How often do you guys change your water?

I have a 30G and was wondering how often I should do it. I have live plants btw.

Thanks.


----------



## andymel (Oct 27, 2003)

Depends on filtration but 25-30% every 2 weeks should be good. Good for the plants too.


----------



## vlahos (Sep 7, 2003)

i change mine every 10-14 days. sometimes every week depending on the mess left by leftover food or p crap...only upto 20% of the water every water change. so for your 30g, no more than about 10gallons.


----------



## rbP NUT (Dec 2, 2003)

a water change can be done on a weekly basis, varying from changing 10-50% a week. then again from one extreme to another some only change water when a high presance of nitrAtes occur, but having live plants can help reduce.
a basic idea is change 25% water weekly with a gravel vac


----------



## DiXoN (Jan 31, 2003)

about 20-30% each week but that will go upto 10 each day when i get my new aro and ray
dixon


----------



## rbP NUT (Dec 2, 2003)

DiXoN said:


> about 20-30% each week but that will go upto 10 each day when i get my new aro and ray
> dixon


 10% each day, why?


----------



## andymel (Oct 27, 2003)

rbP NUT said:


> DiXoN said:
> 
> 
> > about 20-30% each week but that will go upto 10 each day when i get my new aro and ray
> ...


 That may actually be ideal but whoever is doing this needs to get a life man. :bleh:


----------



## Grosse Gurke (Jan 3, 2003)

Kind of depends on the bio-load.
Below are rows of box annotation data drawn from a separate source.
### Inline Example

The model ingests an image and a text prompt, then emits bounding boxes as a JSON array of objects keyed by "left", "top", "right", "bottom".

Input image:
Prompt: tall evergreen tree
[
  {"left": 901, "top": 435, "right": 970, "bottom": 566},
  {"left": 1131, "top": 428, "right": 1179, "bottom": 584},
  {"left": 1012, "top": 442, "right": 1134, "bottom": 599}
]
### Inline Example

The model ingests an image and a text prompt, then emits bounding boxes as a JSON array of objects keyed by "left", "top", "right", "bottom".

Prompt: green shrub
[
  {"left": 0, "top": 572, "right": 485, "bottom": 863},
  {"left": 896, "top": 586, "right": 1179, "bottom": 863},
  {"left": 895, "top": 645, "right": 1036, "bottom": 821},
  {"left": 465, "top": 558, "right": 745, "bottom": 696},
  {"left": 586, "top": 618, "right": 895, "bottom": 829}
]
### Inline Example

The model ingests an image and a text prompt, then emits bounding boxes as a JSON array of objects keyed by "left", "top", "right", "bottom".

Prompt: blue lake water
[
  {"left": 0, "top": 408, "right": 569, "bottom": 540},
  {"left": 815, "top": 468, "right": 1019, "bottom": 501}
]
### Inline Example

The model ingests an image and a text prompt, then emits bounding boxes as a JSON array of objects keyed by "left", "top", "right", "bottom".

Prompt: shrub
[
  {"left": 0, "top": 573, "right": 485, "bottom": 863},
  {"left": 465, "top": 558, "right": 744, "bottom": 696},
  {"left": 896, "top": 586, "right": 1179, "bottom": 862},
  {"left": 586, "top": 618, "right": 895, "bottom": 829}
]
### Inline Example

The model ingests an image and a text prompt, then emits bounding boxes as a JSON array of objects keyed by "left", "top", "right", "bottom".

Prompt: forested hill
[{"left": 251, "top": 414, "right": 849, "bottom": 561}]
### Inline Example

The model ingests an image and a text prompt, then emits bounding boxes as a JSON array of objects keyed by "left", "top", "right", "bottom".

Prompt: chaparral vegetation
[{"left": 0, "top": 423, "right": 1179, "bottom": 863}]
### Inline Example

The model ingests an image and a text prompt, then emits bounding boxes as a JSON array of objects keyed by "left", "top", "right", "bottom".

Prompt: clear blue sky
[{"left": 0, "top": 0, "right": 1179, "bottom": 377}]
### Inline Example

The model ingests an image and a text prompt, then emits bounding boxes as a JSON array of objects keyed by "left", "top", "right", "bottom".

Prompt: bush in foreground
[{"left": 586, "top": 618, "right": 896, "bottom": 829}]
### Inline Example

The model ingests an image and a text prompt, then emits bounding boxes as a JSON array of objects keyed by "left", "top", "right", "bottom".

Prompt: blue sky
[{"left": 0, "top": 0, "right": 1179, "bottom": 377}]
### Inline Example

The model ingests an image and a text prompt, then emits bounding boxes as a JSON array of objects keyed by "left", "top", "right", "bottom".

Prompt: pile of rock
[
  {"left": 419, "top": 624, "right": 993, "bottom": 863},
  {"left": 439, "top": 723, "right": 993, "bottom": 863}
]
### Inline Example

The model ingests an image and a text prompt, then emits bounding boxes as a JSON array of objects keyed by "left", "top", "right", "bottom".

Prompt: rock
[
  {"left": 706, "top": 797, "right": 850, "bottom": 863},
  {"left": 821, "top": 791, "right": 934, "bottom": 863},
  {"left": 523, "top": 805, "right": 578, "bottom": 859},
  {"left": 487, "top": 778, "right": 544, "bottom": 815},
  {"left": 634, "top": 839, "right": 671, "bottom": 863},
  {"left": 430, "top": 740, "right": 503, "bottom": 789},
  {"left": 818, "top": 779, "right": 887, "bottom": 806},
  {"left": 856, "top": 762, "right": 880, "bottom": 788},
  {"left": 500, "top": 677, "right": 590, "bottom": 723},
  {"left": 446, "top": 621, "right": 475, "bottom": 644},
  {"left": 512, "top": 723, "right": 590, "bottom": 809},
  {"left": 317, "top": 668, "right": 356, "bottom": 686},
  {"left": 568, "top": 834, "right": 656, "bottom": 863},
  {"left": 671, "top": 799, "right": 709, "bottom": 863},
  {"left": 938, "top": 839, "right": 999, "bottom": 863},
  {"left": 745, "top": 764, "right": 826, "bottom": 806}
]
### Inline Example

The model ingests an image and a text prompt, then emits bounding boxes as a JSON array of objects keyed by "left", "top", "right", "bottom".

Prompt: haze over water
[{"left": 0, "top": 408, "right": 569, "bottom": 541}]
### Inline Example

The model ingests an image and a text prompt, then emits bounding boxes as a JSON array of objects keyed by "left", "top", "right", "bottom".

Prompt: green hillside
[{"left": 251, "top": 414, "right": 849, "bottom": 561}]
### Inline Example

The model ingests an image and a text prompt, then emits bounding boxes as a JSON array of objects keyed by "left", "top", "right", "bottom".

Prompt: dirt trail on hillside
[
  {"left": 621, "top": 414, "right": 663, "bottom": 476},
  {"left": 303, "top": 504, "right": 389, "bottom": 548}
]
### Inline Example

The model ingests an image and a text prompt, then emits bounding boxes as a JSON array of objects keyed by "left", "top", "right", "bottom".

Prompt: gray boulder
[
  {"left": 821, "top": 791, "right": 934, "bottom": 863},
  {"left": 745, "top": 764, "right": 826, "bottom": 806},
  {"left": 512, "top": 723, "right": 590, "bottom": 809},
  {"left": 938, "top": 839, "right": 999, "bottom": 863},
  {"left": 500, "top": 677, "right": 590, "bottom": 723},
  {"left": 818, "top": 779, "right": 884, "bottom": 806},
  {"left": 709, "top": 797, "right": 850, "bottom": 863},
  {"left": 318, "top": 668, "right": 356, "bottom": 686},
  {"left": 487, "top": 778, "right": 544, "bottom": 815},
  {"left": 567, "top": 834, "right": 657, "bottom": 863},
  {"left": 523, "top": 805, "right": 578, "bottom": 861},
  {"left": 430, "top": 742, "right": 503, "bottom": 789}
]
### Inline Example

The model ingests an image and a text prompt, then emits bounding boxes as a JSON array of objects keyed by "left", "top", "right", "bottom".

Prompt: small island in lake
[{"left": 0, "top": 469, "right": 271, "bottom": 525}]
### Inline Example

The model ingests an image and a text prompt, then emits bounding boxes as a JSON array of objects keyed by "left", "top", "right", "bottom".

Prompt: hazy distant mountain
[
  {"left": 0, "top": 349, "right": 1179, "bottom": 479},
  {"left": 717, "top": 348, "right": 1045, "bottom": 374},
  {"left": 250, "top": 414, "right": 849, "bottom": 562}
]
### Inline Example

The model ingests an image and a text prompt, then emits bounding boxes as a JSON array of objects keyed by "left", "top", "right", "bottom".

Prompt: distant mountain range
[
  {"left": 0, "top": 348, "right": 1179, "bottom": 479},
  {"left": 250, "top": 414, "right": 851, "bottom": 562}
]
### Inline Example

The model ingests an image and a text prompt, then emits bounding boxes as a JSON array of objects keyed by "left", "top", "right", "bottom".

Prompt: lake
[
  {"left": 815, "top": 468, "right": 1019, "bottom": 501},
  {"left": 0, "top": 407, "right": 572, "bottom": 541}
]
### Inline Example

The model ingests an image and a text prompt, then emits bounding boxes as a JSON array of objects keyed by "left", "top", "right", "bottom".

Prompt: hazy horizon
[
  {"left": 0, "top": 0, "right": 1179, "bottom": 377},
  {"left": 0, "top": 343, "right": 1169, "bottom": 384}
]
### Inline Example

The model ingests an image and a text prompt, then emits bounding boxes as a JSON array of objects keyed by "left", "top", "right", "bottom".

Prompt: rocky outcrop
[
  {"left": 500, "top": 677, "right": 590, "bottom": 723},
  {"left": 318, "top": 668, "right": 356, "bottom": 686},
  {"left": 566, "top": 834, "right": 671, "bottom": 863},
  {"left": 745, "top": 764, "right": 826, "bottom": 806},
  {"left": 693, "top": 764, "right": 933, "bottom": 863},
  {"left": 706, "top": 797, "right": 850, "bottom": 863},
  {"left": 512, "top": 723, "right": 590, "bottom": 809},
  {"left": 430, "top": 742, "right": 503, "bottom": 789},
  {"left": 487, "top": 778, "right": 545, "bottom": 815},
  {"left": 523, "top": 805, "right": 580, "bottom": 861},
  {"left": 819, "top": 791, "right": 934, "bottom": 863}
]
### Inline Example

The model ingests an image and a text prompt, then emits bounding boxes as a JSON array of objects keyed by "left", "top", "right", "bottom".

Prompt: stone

If it is really low you can do less water changes.

Moved to water chem


----------



## amoor33 (Jan 21, 2004)

Well my 30 has 2 whisper30's on each side :smile: ...so every two weeks bout right? They arent messy...I have 4 RBP:

Two 2.5 inchers
Two 1.25 inchers

Thanks


----------



## Puma (Jan 27, 2004)

sounds fine to me, those fish are pretty small.

on my 125 i do a 30% every 3 days to keep the nitrates <10ppm, but that is a tank with large cichlids and is decently stocked.

if you LIKE to do them, do as many as you want to....it certainly wont hurt anything.


----------